In Europa gibt es zwei große - offene - internationale Fechtturniere für den Nachwuchs: das Marathon-Fleuret in Paris und die Challenge Wratislavia im polnischen Breslau. Letztere zieht jährlich über 2000 junge Fechterinnen und Fechter aller drei Waffengattungen an insgesamt 5 Tagen nach Polen.  So auch in diesem Jahr, wo sich das Event zum 40. Mal jährte. Nachdem Pläne der HFCL-Nachwuchsgruppe um Trainerin Friederike Janshen für Paris im letzten Jahr gecancelt wurden, nahm B-Jugend-Fechterin Frauke Godau jetzt die Gelegenheit in Breslau wahr, mal an einem Turnier dieser Größenordnung teilzunehmen. Trotz leicht angeschlagener Gesundheit meldete sie sich kurzfristig an und machte sich mit Mutter und Schwester am 25.3.17 sehr früh auf den Weg, um nachmittags noch etwas von der schönen Stadt an der Oder zu sehen und am nächsten Tag dann ihr Turnier zu fechten.

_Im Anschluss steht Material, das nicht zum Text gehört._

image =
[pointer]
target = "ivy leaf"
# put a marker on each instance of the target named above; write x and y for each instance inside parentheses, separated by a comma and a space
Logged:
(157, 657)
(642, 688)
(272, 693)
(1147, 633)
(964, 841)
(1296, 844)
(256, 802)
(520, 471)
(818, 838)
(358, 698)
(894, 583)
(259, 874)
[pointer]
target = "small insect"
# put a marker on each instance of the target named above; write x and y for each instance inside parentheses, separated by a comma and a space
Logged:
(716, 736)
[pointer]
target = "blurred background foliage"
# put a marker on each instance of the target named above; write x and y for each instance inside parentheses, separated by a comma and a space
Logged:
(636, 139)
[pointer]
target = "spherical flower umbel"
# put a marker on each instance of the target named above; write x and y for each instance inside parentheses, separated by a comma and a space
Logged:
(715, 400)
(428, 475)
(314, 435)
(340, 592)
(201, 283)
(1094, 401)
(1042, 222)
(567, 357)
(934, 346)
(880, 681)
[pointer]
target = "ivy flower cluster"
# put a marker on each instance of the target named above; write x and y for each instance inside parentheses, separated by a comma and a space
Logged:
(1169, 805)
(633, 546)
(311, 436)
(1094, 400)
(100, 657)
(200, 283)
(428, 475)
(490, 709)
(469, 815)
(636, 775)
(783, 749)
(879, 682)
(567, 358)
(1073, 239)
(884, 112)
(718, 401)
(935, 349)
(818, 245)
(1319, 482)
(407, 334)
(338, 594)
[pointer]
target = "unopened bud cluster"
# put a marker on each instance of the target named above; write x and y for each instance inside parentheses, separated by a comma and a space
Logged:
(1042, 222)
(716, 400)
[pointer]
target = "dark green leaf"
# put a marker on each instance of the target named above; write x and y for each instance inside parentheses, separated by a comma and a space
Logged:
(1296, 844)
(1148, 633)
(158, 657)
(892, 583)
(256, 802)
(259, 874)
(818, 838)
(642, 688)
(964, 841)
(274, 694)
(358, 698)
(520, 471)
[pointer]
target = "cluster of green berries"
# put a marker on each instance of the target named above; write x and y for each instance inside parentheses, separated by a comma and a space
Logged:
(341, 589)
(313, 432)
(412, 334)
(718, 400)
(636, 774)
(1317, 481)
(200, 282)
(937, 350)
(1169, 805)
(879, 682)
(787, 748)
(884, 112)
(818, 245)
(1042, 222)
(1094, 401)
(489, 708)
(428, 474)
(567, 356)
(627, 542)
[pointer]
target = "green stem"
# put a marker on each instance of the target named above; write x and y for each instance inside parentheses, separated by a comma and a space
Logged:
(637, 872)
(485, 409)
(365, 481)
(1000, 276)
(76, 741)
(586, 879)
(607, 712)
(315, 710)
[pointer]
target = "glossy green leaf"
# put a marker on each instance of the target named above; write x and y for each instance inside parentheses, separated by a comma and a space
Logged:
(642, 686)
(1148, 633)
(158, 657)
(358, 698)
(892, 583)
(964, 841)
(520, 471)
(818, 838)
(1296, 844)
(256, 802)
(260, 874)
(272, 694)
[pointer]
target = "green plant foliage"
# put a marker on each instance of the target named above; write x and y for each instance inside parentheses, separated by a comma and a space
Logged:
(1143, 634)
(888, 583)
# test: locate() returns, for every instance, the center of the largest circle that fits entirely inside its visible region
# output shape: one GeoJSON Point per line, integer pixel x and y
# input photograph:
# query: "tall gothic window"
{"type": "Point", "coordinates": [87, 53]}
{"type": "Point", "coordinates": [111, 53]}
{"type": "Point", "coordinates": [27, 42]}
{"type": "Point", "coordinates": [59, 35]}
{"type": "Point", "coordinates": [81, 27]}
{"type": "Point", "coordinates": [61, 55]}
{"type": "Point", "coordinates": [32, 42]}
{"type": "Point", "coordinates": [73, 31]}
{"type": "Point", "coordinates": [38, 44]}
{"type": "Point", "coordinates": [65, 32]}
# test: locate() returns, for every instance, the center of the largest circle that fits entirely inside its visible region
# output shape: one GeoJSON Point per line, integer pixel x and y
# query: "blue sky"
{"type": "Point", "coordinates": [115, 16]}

Die Autostrecke ist teilweise abenteuerlich, sobald man die polnische Grenze passiert hat. Breslau selbst ist eine große Universitätsstadt mit viel Verkehr, aber man hat ja ein Navi und findet so auch das gebuchte Hotel. Es gibt einige schöne Ecken, die bei dem strahlenden Sonnenschein an diesem Wochenende sogar der jungen Fechterin ein Lächeln entlockten. Dieses wurde in einem der großen schicken Einkaufszentren noch breiter, in denen man auch gut und günstig essen kann.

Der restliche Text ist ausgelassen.